『メア。さっき話していた男の人は、誰なんだい?』
お兄さんと手を繋いで歩いていると突然そんなことを聞かれました
『わかんない。でも座り込んでたら大丈夫?って声かけれくたよ』
『へぇ、優しい人なんだね。』
『うん!きっと優しい人なんだと思う!』
お兄さんが私の手をぎゅっと強く握りました。
『メア...いいかい?』
『なぁに?お兄さん』
『あまり簡単に、人を信用してはいけないよ』
私はきょとんとしながらお兄さんを見つめました。
『どうして?』
『優しいふりをして、騙そうとしてくる人がいるからだよ。』
お兄さんの声は無機質でした。
『どんなに優しい人でも、簡単に信用してはいけない。
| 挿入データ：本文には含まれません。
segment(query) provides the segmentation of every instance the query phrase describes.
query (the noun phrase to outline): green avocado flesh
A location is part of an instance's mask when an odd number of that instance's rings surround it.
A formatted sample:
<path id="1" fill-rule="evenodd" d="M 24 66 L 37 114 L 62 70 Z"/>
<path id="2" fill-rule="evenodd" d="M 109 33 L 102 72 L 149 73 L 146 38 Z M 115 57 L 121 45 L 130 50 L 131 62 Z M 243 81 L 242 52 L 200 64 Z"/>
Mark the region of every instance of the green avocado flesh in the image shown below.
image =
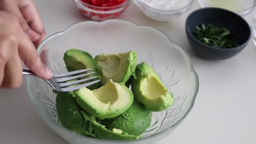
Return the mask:
<path id="1" fill-rule="evenodd" d="M 101 121 L 108 130 L 118 129 L 130 134 L 140 135 L 151 123 L 152 111 L 146 110 L 136 101 L 124 113 L 113 118 Z"/>
<path id="2" fill-rule="evenodd" d="M 60 124 L 81 135 L 113 140 L 141 138 L 151 124 L 152 111 L 166 110 L 174 102 L 154 68 L 145 62 L 137 65 L 135 51 L 93 58 L 70 49 L 63 60 L 68 71 L 92 68 L 86 73 L 96 73 L 89 77 L 101 79 L 74 91 L 53 91 Z"/>
<path id="3" fill-rule="evenodd" d="M 114 129 L 113 131 L 110 131 L 107 129 L 104 125 L 98 123 L 95 120 L 91 118 L 91 117 L 86 113 L 82 112 L 85 121 L 92 127 L 93 132 L 95 133 L 96 138 L 105 140 L 130 140 L 140 138 L 139 136 L 127 134 L 123 133 L 120 130 Z"/>
<path id="4" fill-rule="evenodd" d="M 102 76 L 101 85 L 106 84 L 110 79 L 114 82 L 125 83 L 135 71 L 137 55 L 136 52 L 130 51 L 97 55 L 95 60 Z"/>
<path id="5" fill-rule="evenodd" d="M 146 108 L 154 111 L 163 111 L 174 102 L 171 94 L 162 82 L 155 70 L 146 62 L 137 65 L 136 79 L 131 82 L 135 99 Z"/>
<path id="6" fill-rule="evenodd" d="M 100 78 L 98 74 L 96 62 L 92 56 L 89 53 L 79 50 L 70 49 L 64 54 L 63 59 L 68 71 L 91 68 L 92 69 L 92 70 L 88 71 L 85 73 L 95 72 L 94 74 L 85 76 L 81 78 L 94 76 L 98 76 Z M 87 88 L 92 90 L 97 89 L 99 83 L 96 83 L 87 86 Z"/>
<path id="7" fill-rule="evenodd" d="M 132 105 L 133 95 L 127 87 L 111 79 L 92 91 L 86 87 L 75 92 L 76 102 L 89 114 L 100 119 L 113 118 L 126 111 Z"/>

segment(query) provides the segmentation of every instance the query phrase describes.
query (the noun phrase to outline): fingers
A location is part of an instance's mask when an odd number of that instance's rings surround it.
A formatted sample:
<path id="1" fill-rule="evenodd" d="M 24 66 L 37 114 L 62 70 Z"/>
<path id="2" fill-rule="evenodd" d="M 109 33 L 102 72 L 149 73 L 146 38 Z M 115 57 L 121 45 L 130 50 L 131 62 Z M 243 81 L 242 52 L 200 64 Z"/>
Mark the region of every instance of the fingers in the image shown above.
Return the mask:
<path id="1" fill-rule="evenodd" d="M 28 35 L 31 41 L 33 42 L 36 42 L 38 41 L 41 36 L 39 34 L 35 32 L 32 29 L 29 27 L 27 21 L 23 18 L 22 13 L 21 12 L 17 1 L 6 1 L 4 3 L 4 6 L 2 6 L 3 10 L 12 13 L 15 15 L 21 26 L 24 31 Z"/>
<path id="2" fill-rule="evenodd" d="M 25 20 L 31 29 L 40 35 L 40 38 L 33 41 L 36 47 L 45 38 L 45 31 L 40 16 L 33 1 L 18 1 L 19 9 Z"/>
<path id="3" fill-rule="evenodd" d="M 22 71 L 21 61 L 19 57 L 18 50 L 16 50 L 5 66 L 2 87 L 11 89 L 19 87 L 22 82 Z"/>
<path id="4" fill-rule="evenodd" d="M 22 75 L 15 37 L 7 34 L 0 36 L 0 87 L 18 88 L 21 84 Z"/>
<path id="5" fill-rule="evenodd" d="M 19 53 L 27 67 L 38 76 L 45 79 L 52 76 L 51 71 L 42 62 L 32 42 L 21 30 L 19 31 Z"/>

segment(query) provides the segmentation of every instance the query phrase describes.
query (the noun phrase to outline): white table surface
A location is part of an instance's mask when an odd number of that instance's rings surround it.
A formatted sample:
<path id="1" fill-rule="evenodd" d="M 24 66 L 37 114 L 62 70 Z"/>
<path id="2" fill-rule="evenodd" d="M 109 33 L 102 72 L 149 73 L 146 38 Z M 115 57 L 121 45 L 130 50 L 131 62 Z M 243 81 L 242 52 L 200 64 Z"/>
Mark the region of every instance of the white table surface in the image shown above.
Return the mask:
<path id="1" fill-rule="evenodd" d="M 86 20 L 71 0 L 35 1 L 46 35 Z M 239 55 L 221 61 L 203 60 L 187 40 L 185 20 L 192 8 L 176 21 L 157 22 L 133 4 L 118 19 L 150 26 L 165 33 L 191 57 L 200 82 L 194 108 L 164 143 L 256 143 L 256 48 L 252 39 Z M 244 18 L 251 23 L 256 10 Z M 41 119 L 30 101 L 26 82 L 15 90 L 0 90 L 0 143 L 67 143 Z"/>

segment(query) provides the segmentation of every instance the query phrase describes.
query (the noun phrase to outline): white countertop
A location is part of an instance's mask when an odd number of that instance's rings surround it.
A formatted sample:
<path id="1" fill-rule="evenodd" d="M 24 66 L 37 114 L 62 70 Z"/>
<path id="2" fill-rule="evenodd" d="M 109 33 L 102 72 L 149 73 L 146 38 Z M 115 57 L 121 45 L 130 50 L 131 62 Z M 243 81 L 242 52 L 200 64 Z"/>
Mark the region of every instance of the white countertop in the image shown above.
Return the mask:
<path id="1" fill-rule="evenodd" d="M 46 35 L 86 20 L 71 0 L 35 1 Z M 181 125 L 159 142 L 165 143 L 256 143 L 256 47 L 252 39 L 235 57 L 220 61 L 203 60 L 186 38 L 187 16 L 176 21 L 157 22 L 143 15 L 133 4 L 118 19 L 150 26 L 165 33 L 191 57 L 200 82 L 194 108 Z M 245 17 L 251 23 L 256 10 Z M 16 90 L 0 90 L 0 143 L 67 143 L 41 119 L 29 100 L 26 82 Z"/>

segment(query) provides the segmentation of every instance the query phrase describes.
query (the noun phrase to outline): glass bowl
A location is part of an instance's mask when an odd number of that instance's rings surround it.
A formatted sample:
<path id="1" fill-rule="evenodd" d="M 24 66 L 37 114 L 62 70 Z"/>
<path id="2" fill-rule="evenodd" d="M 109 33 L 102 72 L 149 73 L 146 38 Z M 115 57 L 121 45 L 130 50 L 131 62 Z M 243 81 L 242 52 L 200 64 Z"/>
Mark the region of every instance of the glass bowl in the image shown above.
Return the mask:
<path id="1" fill-rule="evenodd" d="M 252 11 L 256 0 L 197 0 L 203 7 L 217 7 L 244 15 Z"/>
<path id="2" fill-rule="evenodd" d="M 59 74 L 67 71 L 63 56 L 73 48 L 86 51 L 93 57 L 102 53 L 136 51 L 138 63 L 145 61 L 154 68 L 174 94 L 175 102 L 167 110 L 153 113 L 151 125 L 142 135 L 143 138 L 127 141 L 97 139 L 61 126 L 56 112 L 56 95 L 51 87 L 39 78 L 27 77 L 28 93 L 38 113 L 51 129 L 70 143 L 155 143 L 171 133 L 194 106 L 199 81 L 190 58 L 155 28 L 121 20 L 82 22 L 50 36 L 37 51 L 53 72 Z"/>
<path id="3" fill-rule="evenodd" d="M 254 44 L 254 45 L 256 46 L 256 14 L 252 19 L 251 27 L 253 34 L 253 43 Z"/>
<path id="4" fill-rule="evenodd" d="M 184 1 L 184 4 L 180 5 L 177 9 L 169 10 L 150 7 L 141 0 L 134 0 L 134 2 L 141 11 L 148 18 L 158 21 L 169 21 L 177 19 L 182 13 L 189 10 L 194 2 L 194 0 L 178 1 Z"/>
<path id="5" fill-rule="evenodd" d="M 100 21 L 114 18 L 122 13 L 131 4 L 132 0 L 116 6 L 95 6 L 84 3 L 81 0 L 73 0 L 80 12 L 89 19 Z"/>

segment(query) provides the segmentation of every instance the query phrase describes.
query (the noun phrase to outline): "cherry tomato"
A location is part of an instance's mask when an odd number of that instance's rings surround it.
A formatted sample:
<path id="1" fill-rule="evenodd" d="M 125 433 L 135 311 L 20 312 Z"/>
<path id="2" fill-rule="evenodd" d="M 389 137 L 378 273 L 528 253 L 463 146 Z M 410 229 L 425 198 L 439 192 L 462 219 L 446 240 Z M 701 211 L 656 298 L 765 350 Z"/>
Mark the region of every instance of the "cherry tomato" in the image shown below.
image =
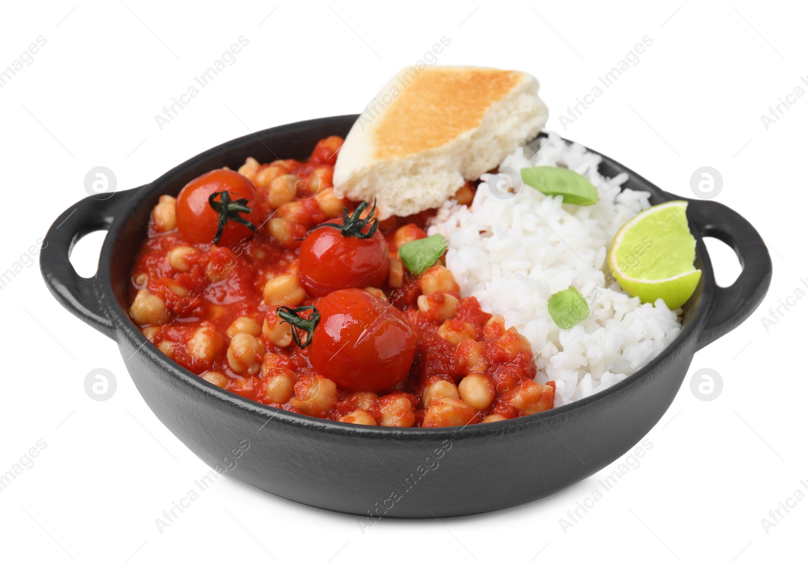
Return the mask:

優しい仮面を被っているだけで、実はメアを騙そうしている悪い奴かもしれないからね。』
『人を信じちゃいけないの?』
『そうとは言ってないよ。信用する人は、ちゃんと見極めようねってことだよ。』
『分かった!私、ちゃんとみきわめる!』
『うん。メアは聞き分けの良い、いい子だね。』
私は足を止めました。
『私が...いい子?』
『いい子って子供扱いされるのは、嫌だった?』
私はぶんぶんと首を振ります。
『違うの...。私、今までお母さんとかお父さんには「生まれてくる価値のない子」とか「死んでほしい、要らない子」とかしか言われなかったから...「いい子」なんて言われて...う、嬉しく...て...』
『メア...』
『ご、ごめんね...なんか......涙が......い、今外にいるのに...ほら、お家もうすぐだしは、はやく...いこ?』
『ちょっとごめんね。』
不意にふわっと体が浮き上がる感覚がしました。
『メア。じっとしてて。』
『え?お、お兄さん?』
そのままお兄さんは私を抱えたまま、走り出して家の中へと連れてってくれました。
そして私をソファに降ろして、抱きしめました。
『ほら。もうここならどれだけ声を上げても大丈夫だから...泣きたいなら、泣いていいんだよ...我慢しなくていいんだよ。メア。』
『お、おに...さ......うっ...あ...あ......ああああああああああああ』
私は大きな声を上げて泣きました。
生まれて初めて、泣きました。
お兄さんは私の頭を撫でながらずっと抱きしめてくれました。
『私...お兄さんと幸せになりたい...』
しばらく泣いたあと、私は鼻をすすりながらお兄さんに話しかけました。
『メア...?』
『私...お兄さんの為なら...お兄さんとの幸せを邪魔する人がいるのなら......』
私はお兄さんを見つめ、告げました。
『どんな人だって、裁いてみせるよ。』
お兄さんは目をみはりました。
そして泣きそうな顔で微笑んで、私を抱きしめる力を強くしました。
『メア...ありがとう...』
お兄さんの声は震えていて
『お兄さん...二人で、世界で一番の幸せ者になろう?』
『あぁ...メア...約束だよ』
『うん...約束。』
人を殺そうだなんて。
そんなことをいうお兄さんは狂っているのは知ってる。
分かってる。
けど、真っ暗だった私の人生に、光をくれたお兄さんと...幸せをくれたお兄さんと......私は生きていきたい。
その為なら、なんだってする。
今まで人を殺した時、手が震えて、怖くて怖くて...
でも。お兄さんの為になら私は......
お兄さんだけでなくて私ももうとっくに狂っていることも、私は自覚していました。
次の日から私は、嘘のように人を殺すことについて、何も思わなくなりました。